On the other hand, at Gillware (both here in Digital Forensics and in our data recovery lab), we commonly see USB flash drives that were not quite as lucky or resilient. We’ve seen flash drives go through the wash, through lawnmowers, through the mouths of their owners’ dogs… and come out much, much less than functional.
The moral of the story? USB drives are fickle things. There’s a lot of punishment they can withstand… and a lot they can’t. One USB drive we recently worked on at the behest of a nearby police department had taken just about all it could handle.
We here at Gillware are no strangers to USB drive forensics and broken device forensics. The flash drive that made its way to us had certainly gone through the ringer. Its USB plug had been torn off. Corrosion and rust had also wormed its way onto the flash drive’s NAND flash memory chip. Extracting the data from this flash drive would take a lot of hard work from our USB drive forensics experts.
Thumb drives turn up a lot in forensic investigations due to their convenience, portability, and ease of use. They’re a great medium for storing and transferring data—we see them frequently in a wide range of cases, from employee misconduct and data exfiltration to child exploitation. It’s not uncommon for them to turn up damaged in forensics cases—either by accident or by design.

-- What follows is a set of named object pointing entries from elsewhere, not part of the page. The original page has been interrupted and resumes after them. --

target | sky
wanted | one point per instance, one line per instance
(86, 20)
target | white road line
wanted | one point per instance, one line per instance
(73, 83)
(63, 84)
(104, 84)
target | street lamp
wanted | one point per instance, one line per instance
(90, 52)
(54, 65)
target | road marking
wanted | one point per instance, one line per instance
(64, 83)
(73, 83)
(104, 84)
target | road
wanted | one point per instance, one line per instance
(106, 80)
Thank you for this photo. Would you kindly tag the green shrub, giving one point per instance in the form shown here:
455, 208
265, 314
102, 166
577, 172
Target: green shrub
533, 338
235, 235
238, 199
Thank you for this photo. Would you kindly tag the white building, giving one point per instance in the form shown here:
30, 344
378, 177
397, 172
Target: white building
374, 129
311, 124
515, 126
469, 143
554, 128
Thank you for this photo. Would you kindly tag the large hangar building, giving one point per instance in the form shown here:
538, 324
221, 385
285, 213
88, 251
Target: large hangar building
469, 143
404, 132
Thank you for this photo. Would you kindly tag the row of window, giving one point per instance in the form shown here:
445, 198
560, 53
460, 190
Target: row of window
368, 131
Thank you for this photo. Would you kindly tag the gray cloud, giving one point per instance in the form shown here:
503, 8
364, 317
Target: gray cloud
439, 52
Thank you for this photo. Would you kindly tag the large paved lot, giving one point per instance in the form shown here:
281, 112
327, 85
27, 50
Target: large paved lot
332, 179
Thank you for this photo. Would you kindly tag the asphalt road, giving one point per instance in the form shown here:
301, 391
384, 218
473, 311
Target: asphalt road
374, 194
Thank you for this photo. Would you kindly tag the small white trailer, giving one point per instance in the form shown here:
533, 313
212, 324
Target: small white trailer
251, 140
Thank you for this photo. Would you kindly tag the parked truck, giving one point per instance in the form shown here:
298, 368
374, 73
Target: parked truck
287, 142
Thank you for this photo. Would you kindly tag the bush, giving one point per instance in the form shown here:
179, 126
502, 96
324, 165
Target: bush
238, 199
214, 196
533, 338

Whether a flash drive can survive heavy abuse is a crapshoot, as my neighbor’s anecdote exemplifies so well. The USB plug itself can take a bit of a beating. However, the real weak point is the connection between the plug and the thumb drive’s printed control board, or PCB. As the engineers in our data recovery lab will readily attest, it’s terribly easy to bend or outright break the USB plug off just by jostling or bumping a flash drive while it’s plugged in.
The PCB itself can snap or break as well, but the biggest threat to it is the threat of an electrical short. If anything happens to the board, data cannot flow to and from the flash memory chip (usually a NAND chip) storing all of your data.
The NAND chip itself, which holds all of the data on the flash drive, is one of the most resilient parts of the drive. However, when the other components break, the chip becomes inaccessible by normal means.
We here at Gillware Digital Forensics, however, are quite used to having to access data through decidedly abnormal means. We couldn’t repair the damage to the flash drive. There was no way to reattach that broken USB plug—not with such extensive damage to the fragile leads that normally connected the plug to the PCB.
But what we could do was solder leads to the PCB, bypassing the USB connection altogether and pulling the data from the flash drive’s NAND flash memory chip. Our data recovery engineer Mike Skaar handled this delicate operation. We pulled the data directly from the NAND chip and created forensic image of the flash drive’s NAND chip.
With a complete image of the chip’s contents, our next move was to use digital forensics software to verify the accuracy of the disk image and analyze its contents. We returned the data we’d extracted from the damaged thumb drive to our clients in the police department, then purged the data from our facilities.